It has been determined that education is the end all solution to all the ailments of the country. If students are unable to read, it is the school’s fault. If a student drops out of school, it is the school’s fault. If a nation does not know their patriotic duty, it is the school’s fault. If there is violence occurring nowhere near a school campus on a Saturday night, it is the school’s fault. If a student fails a course, it is the school’s fault. However, if a school is doing well, and if a group of students are exceeding expectations, the system, or the educational program, is working. The school is the blame if something goes wrong, but sees very little praise when it is doing well. So for what reason does the teacher continue to work in the thankless job? Why do we tirelessly plan, grade, and teach, only to receive flak for the barriers and red tape that the system places in our way?
On Wednesday afternoon, I had my first, “THIS is why I’m here!” moment. The lesson itself was not anything special. In fact, it was a simple lecture, overhead graphing, and “teacher acting dumb to get students to think through the process” type of lesson. However, the lights went on in the students’ heads, and it was evident they “got” it. This first “AH HA!” moment was a landmark moment, as I cheered their success and they congratulated me for explaining the concepts well. It was the first moment the class as a whole and I just “clicked”. We knew that, as a class, we had become one…and we were happy.

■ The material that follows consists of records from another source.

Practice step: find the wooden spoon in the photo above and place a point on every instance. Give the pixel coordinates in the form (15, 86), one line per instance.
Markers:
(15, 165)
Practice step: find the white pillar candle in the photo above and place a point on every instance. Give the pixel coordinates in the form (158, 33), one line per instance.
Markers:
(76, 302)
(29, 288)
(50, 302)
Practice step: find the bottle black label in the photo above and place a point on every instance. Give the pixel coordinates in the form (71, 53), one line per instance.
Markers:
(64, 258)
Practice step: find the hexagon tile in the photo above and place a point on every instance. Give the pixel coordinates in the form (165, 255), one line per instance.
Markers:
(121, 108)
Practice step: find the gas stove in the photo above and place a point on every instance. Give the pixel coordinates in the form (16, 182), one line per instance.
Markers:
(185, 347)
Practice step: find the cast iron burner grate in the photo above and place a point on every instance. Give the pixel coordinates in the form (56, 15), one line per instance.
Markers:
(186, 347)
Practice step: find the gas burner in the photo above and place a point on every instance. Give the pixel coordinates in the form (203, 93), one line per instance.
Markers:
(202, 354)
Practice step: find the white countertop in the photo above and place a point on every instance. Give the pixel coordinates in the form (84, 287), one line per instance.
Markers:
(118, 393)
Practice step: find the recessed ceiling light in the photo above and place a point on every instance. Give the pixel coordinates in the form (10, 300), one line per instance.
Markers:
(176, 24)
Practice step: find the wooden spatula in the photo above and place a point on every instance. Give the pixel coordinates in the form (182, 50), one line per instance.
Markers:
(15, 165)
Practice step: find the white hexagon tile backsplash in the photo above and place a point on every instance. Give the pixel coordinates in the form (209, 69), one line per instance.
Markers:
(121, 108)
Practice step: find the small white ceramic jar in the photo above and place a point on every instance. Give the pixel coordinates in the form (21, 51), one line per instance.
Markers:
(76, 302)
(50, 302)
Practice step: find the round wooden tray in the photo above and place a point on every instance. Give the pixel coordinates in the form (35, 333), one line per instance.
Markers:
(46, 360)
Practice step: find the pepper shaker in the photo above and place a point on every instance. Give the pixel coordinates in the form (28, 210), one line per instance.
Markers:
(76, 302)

Granted that lightening has yet to strike twice, this was a moment to celebrate, but also contemplate and think through as well. Knowing that, as a teacher, I faced many of the same barriers and red tape that most schools do; I had just gotten through to the students…that nothing had gotten in my way. I wondered what the secret was. I wondered what it was that I did that helped me reach the students. In truth, I had not done anything out of the ordinary except one thing: I had let the students guide me. I had let go of control and allowed students to tell me what they had learned and teach the concepts back to me. I allowed them to take control of their own learning, and they exceeded my expectations.

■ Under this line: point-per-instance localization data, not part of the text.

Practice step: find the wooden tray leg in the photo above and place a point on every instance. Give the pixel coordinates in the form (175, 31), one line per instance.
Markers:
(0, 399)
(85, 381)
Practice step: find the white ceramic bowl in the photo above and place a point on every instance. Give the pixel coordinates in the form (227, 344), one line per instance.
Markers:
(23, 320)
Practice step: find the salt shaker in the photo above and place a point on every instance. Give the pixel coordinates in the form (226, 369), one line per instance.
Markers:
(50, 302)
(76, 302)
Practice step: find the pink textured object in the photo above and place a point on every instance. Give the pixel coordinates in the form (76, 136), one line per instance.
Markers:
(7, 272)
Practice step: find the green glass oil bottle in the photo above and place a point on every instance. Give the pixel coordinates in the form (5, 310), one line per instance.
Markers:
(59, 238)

The teacher dooms him or herself to failure if he or she is unwilling to give up the total control in a classroom he or she wishes to have. There are stories of teachers, past and present, that have completely lost their classes because they are unwilling to listen to their students, tailor lessons to their students, and give students power over their own education. When a teacher takes on all responsibility and all privilege of making classroom and educational decisions, they must also take total responsibility of the failures that are possible in the classroom. However, if the teacher is willing to give students power over their own education, leaving them to make personal choices (while training them to make good ones), the student shares the burdens and responsibilities of their own successes and failures. Doing our very best to guide their learning and giving them skills to teach, learn, and study, if students simply do not take the responsibility of their own learning, the flak falls on them.

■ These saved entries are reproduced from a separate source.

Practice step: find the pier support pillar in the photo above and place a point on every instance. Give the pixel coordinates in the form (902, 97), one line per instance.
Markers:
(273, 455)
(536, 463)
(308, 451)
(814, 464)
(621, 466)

Education revolves around the students. As much as teachers, administrators, politicians, and parents all want to take credit for the successes of education, both the successes and failures need to be accredited in part to the student. If we take the burden completely off them, and place them on the teachers, schools, and system, we end up with students who do not feel the consequences of their choice not to take control of their learning. As teachers, even if the rest of society tells us it is our fault students are not doing well, we need to take the risk of allowing students to take control of their own education, and responsibility for their own triumphs and failures.